Por lo tanto ya no será esa gran aspiradora de materias primas que ponía los precios del cobre o de la soya en el cielo.
 
 
De hecho, es probable que los precios de las materias primas continúen algunos años más bien con una tendencia a la baja.
 
 
Esto quiere decir que los países cuyas economías dependían en gran medida de esos elevados precios y que gracias a ellos tuvieron una gran dinamismo en la primera parte de este siglo, no van a ver hacia delante sus mejores años.
 
 
México perdió frente a América Latina en la primera década del siglo.

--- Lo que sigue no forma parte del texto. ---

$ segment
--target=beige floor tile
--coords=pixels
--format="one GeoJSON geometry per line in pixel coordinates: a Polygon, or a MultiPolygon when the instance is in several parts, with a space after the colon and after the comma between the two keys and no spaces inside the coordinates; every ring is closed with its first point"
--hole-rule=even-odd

Nos pegó más duro 'el catarrito'.
 
Pero, un país que no depende de los precios de las materias primas sino de una industria manufacturera más diversificada y con capacidad de exportación, va a rebasar a América Latina cuando la economía de Estados Unidos empiece a crecer un poco más.
 
 
Adicionalmente, la industria mexicana es ya más competitiva, por lo menos en los sectores que ya son fuertes exportadores a nuestro vecino del norte.
 
 
No sería nada raro que en el lapso de 5 años, si México hace las reformas necesarias, deje atrás en cuanto a ritmo de crecimiento a la mayorías de las economías de América Latina.
 
 
Claro que esto es una mera posibilidad. Si se repite la historia de años anteriores y la clase política se muestra incapaz de cambiar realmente las reglas del juego, podemos perder de nuevo la oportunidad que se abre al país.